Martin Boyce wurde 1967 in Hamilton, South Lanarkshire (UK), geboren und studierte in den 1990er Jahren an der Glasgow School of Art sowie am California Institute for the Arts (CalArts) in Los Angeles. In der Ausstellung sind einerseits Highlights aus dem Schaffen des Künstlers zu sehen, so zum Beispiel die mehrteilige Installation "Do Words Have Voices", für die Boyce 2011 den renommierten Turner-Preis erhielt, und das Neuarrangement einer Gruppe von Arbeiten, die er bei der Biennale von Venedig 2009 unter dem Titel "No Reflections" zeigte. Andererseits werden auch unbekanntere Stücke von Boyce präsentiert, zum Beispiel eine Auswahl von Collagen, die der Künstler bislang nicht der Öffentlichkeit präsentierte und die selbst für Kenner seines Werks zahlreiche überraschende Hinweise auf die Quellen seiner Inspiration und Arbeitsweise bereithalten.

Boyce’ frühere Arbeiten sind durch eine Vielzahl an Referenzen geprägt. Im Mittelpunkt stehen Klassiker modernen Designs von Charles und Ray Eames, Mies van der Rohe oder Jean Prouvé. Der Künstler zerbricht Arne-Jacobsen-Stühle und arrangiert die Bruchstücke zu Mobiles. Er manipuliert modulare Regalsysteme und schraubt aus ihnen Skulpturen zusammen. Manche seiner Werke sind auch durch die Rezeption des amerikanischen Kinos beeinflusst.
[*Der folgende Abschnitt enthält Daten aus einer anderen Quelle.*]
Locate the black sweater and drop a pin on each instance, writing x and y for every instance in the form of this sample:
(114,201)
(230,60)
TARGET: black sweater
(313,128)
Die Titelsequenz aus Hitchcocks "North by Northwest" (auf Deutsch unter dem Titel "Der unsichtbare Dritte" veröffentlicht) wird bei Boyce zum Ausgangspunkt für die Entwicklung von Tapeten, Wandtexten, Aschenbechern und findet sich sogar in dem diagonal verschobenen Gitterraster eines Mülleimers wieder, den der Künstler gestaltet hat.

Boyce verarbeitet auch popkulturelle und literarische Bezüge. Titel können sich von Bands wie New Order oder Joy Division ableiten, aber auch aus Romanen von Virginia Woolf und Michael Ondaatje entlehnt sein. Eine Plattenhüllengestaltung von Peter Saville, die Farbgebung einer bestimmten Gucci-Kampagne oder die Fernsehberichterstattung zum Prozess um O. J. Simpson liefern ihm visuelle Zeichen, die er sich frei aneignet. Es handelt sich um Formen, die einerseits in hohem Masse von den ethischen und ökonomischen Wertvorstellungen einer bestimmten Kultur bestimmt sind und die andererseits mit dem biografischen Erfahrungshorizont des Künstlers verknüpft sind. Die Arbeiten dieser Phase zeigen, wie individuelle Sehnsüchte mit den Oberflächen und Traumata kollektiver Räume und Wunschbilder verwoben sind.

Ab 2005 reduziert Boyce sein Referenzsystem radikal. Im Mittelpunkt seiner Arbeit steht jetzt ein formales Raster, das er aus der kubistisch-geometrischen Gestaltungsweise Joël und Jan Martels ableitet. Die in Frankreich geborenen Zwillinge hatten 1925 für einen Garten des avantgardistischen Architekten Robert Mallet-Stevens vier Betonbäume konstruiert. Aus der akribischen Beschäftigung mit diesen Skulpturen hat Boyce deren Formprinzip isoliert und in ein Muster übersetzt. Auf der Grundlage dieses Musters entwirft der Künstler ein Formlexikon, dessen Motivik die Elemente gebauter Innen- und Aussenräume zitiert.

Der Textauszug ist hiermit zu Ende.